Exercises for charging

People who feed the hunt for morning exercises in the world, in fact, very little. At least, everyone who exercises in the morning, this habit was given very uneasy. Pay attention, exercises and exercises in the morning - it's just a habit, akin to the soul, washing, cleaning teeth and other soap procedures. Someone was lucky to become inseparable from this habit since childhood, and someone, and, having grown up, is lazy to brush your teeth in the morning ...

Benefits of morning exercises

It would seem that the morning charge can not be very different from exercises for charging, performed at any other time of the day. But honestly, people who do not exercise in the morning , but training at another time is very small, because sloth in the morning excludes activity in the evenings.

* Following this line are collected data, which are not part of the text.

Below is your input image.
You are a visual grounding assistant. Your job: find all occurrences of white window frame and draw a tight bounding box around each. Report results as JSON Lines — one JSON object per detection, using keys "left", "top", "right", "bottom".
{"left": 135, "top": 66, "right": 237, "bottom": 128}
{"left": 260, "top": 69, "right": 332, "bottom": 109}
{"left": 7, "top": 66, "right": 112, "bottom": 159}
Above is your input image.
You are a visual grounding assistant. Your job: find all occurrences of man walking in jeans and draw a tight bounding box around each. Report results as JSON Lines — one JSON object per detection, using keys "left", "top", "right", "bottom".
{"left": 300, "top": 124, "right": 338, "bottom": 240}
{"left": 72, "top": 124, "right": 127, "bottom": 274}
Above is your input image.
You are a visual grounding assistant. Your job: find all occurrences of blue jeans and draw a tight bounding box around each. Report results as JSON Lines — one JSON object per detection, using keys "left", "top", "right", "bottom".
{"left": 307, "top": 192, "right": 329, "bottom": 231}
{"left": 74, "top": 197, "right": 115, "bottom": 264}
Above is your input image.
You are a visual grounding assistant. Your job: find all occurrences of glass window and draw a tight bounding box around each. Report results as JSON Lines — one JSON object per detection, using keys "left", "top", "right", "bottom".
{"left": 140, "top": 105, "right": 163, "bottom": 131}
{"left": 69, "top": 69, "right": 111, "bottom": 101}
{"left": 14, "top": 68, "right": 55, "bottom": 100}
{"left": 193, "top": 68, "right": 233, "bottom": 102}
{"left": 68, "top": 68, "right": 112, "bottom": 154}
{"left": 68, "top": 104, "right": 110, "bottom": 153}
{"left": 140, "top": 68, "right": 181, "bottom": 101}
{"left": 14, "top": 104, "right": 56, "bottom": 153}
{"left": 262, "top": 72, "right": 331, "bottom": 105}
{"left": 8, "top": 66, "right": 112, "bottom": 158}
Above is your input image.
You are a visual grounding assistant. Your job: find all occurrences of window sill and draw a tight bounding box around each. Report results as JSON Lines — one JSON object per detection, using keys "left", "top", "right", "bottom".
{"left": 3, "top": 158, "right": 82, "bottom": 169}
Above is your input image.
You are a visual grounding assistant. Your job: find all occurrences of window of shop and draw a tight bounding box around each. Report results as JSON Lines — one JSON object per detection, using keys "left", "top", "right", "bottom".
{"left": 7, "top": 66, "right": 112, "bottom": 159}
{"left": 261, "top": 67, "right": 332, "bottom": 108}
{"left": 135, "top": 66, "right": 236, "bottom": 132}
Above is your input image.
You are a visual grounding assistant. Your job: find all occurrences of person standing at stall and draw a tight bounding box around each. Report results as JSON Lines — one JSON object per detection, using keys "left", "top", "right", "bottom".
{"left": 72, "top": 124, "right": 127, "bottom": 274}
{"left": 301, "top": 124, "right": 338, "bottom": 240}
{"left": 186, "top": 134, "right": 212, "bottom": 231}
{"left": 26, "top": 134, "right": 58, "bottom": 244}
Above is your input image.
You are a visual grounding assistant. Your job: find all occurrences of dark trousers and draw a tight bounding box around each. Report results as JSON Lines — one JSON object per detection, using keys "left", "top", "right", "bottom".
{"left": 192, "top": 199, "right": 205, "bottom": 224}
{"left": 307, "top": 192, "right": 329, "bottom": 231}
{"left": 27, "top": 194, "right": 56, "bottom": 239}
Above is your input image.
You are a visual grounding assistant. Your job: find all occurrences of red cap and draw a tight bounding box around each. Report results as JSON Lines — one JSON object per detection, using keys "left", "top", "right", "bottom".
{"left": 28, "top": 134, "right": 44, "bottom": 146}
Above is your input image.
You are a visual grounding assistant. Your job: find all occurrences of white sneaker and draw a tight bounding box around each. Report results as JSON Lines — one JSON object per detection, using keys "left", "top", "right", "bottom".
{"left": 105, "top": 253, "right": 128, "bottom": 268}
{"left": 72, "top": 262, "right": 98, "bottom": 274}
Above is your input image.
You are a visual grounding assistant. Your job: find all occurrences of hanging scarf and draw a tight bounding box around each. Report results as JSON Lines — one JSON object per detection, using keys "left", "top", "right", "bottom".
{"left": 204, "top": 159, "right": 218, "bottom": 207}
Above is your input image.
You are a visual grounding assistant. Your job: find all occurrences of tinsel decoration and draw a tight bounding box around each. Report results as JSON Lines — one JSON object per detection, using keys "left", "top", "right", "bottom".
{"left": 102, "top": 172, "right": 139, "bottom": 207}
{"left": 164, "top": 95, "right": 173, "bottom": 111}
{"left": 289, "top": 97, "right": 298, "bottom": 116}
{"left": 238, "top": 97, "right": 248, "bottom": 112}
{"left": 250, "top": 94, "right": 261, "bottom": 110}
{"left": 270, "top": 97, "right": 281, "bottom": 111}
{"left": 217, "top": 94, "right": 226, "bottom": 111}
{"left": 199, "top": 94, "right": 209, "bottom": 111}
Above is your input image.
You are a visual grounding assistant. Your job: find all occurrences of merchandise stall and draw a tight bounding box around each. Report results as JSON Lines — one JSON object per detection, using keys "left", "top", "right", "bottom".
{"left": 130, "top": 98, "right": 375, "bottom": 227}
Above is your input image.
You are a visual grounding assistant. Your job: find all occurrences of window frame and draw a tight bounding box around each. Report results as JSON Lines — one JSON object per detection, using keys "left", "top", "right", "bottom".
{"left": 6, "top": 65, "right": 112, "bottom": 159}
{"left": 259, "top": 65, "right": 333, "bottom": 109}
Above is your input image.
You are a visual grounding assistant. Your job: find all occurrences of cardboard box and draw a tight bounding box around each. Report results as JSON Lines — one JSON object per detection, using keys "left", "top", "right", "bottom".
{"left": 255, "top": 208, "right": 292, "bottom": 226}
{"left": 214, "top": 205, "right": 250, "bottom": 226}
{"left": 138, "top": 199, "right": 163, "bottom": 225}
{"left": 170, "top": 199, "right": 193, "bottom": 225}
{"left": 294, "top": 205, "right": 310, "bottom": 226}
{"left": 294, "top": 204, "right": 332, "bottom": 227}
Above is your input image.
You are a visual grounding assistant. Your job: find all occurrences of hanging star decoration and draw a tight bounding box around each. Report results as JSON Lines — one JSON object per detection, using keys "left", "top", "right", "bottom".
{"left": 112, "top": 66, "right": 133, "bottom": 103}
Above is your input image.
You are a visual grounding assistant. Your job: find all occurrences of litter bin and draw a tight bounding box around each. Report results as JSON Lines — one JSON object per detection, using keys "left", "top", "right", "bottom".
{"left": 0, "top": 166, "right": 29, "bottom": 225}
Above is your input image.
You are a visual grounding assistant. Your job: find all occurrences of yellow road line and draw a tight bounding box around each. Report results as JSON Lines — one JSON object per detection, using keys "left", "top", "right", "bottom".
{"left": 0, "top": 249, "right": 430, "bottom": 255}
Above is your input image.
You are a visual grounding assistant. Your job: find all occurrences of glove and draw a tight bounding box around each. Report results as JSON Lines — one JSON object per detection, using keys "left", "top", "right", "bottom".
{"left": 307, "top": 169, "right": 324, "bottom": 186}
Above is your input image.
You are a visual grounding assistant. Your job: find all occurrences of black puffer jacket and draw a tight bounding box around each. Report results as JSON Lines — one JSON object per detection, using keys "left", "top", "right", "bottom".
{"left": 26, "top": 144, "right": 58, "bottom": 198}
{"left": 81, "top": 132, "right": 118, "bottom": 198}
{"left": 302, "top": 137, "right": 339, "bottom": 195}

The reason is that the presence of morning exercises activates all life processes and charges energy for the whole day, much more than the extra half an hour spent in bed.

Exercises

All women are offered exercises for morning exercises with us.

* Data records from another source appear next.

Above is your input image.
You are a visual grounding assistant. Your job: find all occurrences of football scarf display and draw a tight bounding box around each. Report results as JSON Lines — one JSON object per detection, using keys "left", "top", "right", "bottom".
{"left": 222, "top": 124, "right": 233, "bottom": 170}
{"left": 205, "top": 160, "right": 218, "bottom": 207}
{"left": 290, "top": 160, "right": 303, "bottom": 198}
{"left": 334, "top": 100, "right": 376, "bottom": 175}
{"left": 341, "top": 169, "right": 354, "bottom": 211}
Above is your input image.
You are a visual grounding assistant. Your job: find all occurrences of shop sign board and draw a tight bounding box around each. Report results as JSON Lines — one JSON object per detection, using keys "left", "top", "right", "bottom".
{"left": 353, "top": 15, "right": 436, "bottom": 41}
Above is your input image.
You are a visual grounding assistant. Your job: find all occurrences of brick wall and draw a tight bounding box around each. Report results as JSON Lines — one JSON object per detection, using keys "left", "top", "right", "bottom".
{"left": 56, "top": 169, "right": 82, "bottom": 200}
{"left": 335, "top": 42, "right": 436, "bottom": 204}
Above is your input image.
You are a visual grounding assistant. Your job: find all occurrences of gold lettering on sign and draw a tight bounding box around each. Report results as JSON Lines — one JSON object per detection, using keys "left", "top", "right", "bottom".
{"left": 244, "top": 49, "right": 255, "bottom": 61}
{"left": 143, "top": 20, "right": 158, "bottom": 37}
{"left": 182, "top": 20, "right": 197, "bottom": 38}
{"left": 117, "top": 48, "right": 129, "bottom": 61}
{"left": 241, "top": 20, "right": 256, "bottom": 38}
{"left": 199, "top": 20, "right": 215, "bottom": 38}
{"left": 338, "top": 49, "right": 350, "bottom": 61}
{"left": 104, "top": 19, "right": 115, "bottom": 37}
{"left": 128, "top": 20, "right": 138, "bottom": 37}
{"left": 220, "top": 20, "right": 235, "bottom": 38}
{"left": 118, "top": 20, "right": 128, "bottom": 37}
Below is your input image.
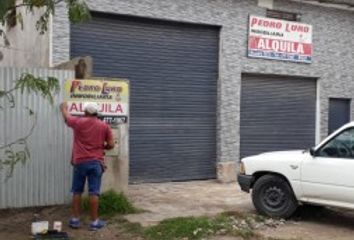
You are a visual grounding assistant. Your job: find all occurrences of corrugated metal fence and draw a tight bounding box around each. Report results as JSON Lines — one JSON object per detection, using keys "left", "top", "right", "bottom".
{"left": 0, "top": 67, "right": 75, "bottom": 209}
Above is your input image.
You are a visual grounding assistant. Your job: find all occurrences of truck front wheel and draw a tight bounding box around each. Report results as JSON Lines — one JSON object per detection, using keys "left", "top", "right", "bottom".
{"left": 252, "top": 174, "right": 298, "bottom": 218}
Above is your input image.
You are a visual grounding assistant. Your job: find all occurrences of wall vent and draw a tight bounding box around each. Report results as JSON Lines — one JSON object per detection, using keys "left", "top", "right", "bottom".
{"left": 266, "top": 9, "right": 299, "bottom": 21}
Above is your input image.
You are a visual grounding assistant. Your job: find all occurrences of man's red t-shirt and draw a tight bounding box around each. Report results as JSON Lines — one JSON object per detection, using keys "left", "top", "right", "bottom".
{"left": 66, "top": 116, "right": 113, "bottom": 165}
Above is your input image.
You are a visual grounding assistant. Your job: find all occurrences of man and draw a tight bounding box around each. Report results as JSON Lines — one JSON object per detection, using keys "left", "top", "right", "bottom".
{"left": 60, "top": 102, "right": 115, "bottom": 231}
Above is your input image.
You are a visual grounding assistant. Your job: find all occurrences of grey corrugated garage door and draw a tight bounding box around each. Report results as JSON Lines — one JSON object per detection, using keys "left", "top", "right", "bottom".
{"left": 240, "top": 74, "right": 316, "bottom": 159}
{"left": 71, "top": 13, "right": 219, "bottom": 182}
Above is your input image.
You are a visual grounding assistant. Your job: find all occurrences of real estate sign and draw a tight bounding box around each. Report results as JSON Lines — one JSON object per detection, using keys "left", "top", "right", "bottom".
{"left": 248, "top": 15, "right": 313, "bottom": 63}
{"left": 64, "top": 79, "right": 129, "bottom": 124}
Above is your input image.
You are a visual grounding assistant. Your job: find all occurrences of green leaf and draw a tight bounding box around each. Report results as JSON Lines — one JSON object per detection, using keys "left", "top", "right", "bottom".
{"left": 16, "top": 151, "right": 27, "bottom": 165}
{"left": 48, "top": 77, "right": 60, "bottom": 93}
{"left": 0, "top": 0, "right": 16, "bottom": 25}
{"left": 24, "top": 144, "right": 31, "bottom": 158}
{"left": 0, "top": 30, "right": 11, "bottom": 47}
{"left": 16, "top": 12, "right": 24, "bottom": 30}
{"left": 14, "top": 74, "right": 60, "bottom": 105}
{"left": 4, "top": 149, "right": 13, "bottom": 156}
{"left": 5, "top": 8, "right": 17, "bottom": 28}
{"left": 68, "top": 1, "right": 91, "bottom": 24}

  1. We knead our neck - bending our head forward, back, to the sides, in a circle.
  2. They pulled their right hand to the side, fixed it and pressed it to themselves. We repeat to the second hand.
  3. They bent their hands and threw them behind their backs, fixing its position with a free hand. Have changed hands.
  4. We spread our arms to the side, bend at the elbows and do rotations in a circle - to ourselves and from ourselves.
  5. Swing your arms with great amplitude forward and backward.
  6. We spread our legs wider, we stretch to the side first with one hand, and then, having closed both hands in the lock. Reach out and repeat to the second side.
  7. We are stretching our arms forward, with our hands resting on our hips and springs. We take the hands to the floor, stretch. Slowly we rise, stretching arms upward on inspiration, we lower - exhalation.
  8. IP - crouching on his feet, his hands on his belt. On exhalation we drag our right hand to the left upward, inhale - returned to the PI and did squatting, on exhalation we drag our left hand to the right upward and return to the PI. We perform at a dynamic pace. This is one of the best exercises for morning exercises, performing it, imagine that you are drawn to the sun.
  9. Perform knocks. IP - squat, knees bent, hands in front of him in a protective rack. On exhalation, turning to the side, we strike the opposite knee with a blow, with our hands, as if pulling the "victim" on the knee. We perform at a fast pace on both feet.
  10. Execute exercise. 8 again.
  11. We rest, stepping arbitrarily, restoring our breath.
  12. Socks aside, legs are placed wider, hips are turned outwards. We squat in plie. The pelvis is motionless, hands are pulled upward and from this position we stretch one by one to the floor on exhalation. In the IP, we join hands over our heads.
  13. Hands in front of you, do a lunge with your left foot and turn towards the front leg. We return to the IP and alternate attacks on both legs. The most important thing is that your knee does not go over the toe, it should be bent at right angles.
  14. We rest - we walk and breathe.
  15. We perform jumps on the spot - open hands and feet at the same time. Breathing is even, jumps are small, but energetic.
  16. Restore breathing - inhale, exhale.
  17. Take the rug - we become in the pose of the bar on the straightened hands. We bend the knees alternately and, pulling them to the chest, perform a circular rotation outward, then return to the place. The back is still, only the legs move.
  18. We go down on our knees and stretch ourselves in the pose of the child.
  19. We stand on all fours, raise the knee bent at the knee upward. Make from 10 to 20 flies, as far as possible, without stopping further, springing with your foot, performing small flies. We change legs and repeat to the other side.
  20. We rest and stretch in the pose of the child.
  21. We lay down on the stomach - arms stretched out in front of him, legs straightened. Detach from the floor at the same time and hands and feet, fix the position for a few seconds and return to the FE.
  22. Hands bend, brush at the chest. We perform the "cobra" pose at a dynamic pace, rising and falling without fixing.
  23. Stretch your back.
  24. The last exercise in our complex charging. We wring out from the knees - hands under the shoulders, the shins are torn off the floor.
  25. Stretch the back in the pose of the child.
  26. Rounded back to the position sitting on his heels, straightened his back.
  27. We got up, took a few breaths and exhaled with a show of hands.